While examinating this AbuseLog entry on itwikinews, the page_namespace variable has the incorrect value of null. However, in the fields below it's clearly shown as 0, and the edit was on a ns0 page, too. Trying to reproduce this error on other AbuseLog entries didn't work, and the namespace has the correct value (0 or anything else).
The first suspect could be that this is due to the edit not being saved, however other non-saved edits do have the correct value for page_namespace.
The second could be that page_namespace isn't used in any filter, and thus computed non-lazily upon examination (something similar to T176291), but the variable was actually computed at edit time.
While further investigation is coming, I have no clues for the moment.

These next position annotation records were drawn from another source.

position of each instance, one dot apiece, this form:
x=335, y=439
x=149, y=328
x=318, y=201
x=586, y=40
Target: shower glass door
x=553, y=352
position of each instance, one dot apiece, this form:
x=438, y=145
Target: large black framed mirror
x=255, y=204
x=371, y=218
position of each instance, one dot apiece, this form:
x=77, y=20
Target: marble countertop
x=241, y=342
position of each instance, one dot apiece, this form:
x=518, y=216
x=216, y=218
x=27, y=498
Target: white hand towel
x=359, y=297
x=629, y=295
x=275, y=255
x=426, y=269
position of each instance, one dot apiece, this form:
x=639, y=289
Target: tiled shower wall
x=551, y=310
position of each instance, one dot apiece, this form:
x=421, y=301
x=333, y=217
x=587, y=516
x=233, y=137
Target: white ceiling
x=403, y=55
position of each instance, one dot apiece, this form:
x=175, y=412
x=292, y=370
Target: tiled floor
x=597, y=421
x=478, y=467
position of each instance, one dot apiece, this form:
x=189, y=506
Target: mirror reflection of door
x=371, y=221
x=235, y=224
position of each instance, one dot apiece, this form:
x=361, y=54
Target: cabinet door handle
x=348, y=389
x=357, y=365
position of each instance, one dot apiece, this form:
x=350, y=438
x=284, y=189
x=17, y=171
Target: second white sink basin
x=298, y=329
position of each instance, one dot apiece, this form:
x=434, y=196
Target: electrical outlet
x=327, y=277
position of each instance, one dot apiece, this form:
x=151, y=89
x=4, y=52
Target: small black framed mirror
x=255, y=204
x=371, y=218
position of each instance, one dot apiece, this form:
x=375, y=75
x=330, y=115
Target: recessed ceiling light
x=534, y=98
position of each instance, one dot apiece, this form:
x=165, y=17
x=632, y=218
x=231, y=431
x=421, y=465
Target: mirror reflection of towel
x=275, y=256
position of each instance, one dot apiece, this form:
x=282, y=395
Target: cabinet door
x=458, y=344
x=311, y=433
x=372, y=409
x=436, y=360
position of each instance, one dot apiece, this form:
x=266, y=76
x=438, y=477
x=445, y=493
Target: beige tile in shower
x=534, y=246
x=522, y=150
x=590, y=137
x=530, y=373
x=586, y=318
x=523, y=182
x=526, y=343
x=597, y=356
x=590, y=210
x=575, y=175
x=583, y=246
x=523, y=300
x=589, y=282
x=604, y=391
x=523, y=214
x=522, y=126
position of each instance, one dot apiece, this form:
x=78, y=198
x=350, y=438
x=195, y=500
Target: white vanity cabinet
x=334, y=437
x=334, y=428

UPDATE 1: This comes from wmf.19. In fact, page_namespace is identical to null for entries older than August 30th, 19:47 UTC, which is the deployment time.
UPDATE 2: This affects all renamed variables. Now, I also suspect the reason: currently, we only use new names for computing, and if the pattern contains an old name, the parser translates it to the new one. However, var_dumps for old entries are stored with the old names, and trying to retrieve (for instance) page_namespace from a dump where such variable is saved as article_namespace returns null because the variable doesn't exist. If this is correct, the possible solutions are:
- Change the mapping direction, i.e. translate new names to the old ones. This would require a big change (basically most of the patches for T173889 should be reverted) and produce the opposite problem for entries after wmf.19, plus add some inconsistency (since preferred names aren't actually used) and just delay this problem if we'll decide to completely remove old variables.
- Add a special-case backward mapping when examining old entries.
- Use a maintenance script to convert old names to the new ones in old entries. Note: We should seize the opportunity and fix T110854 and T187153 with this script.
Point 2 could be a good short term solution, while point 3 would be the long term one. If, however, we assess that any of the two could produce other problems, then we could proceed with point 1 and apply point 3 (and maybe 2) only for newer entries.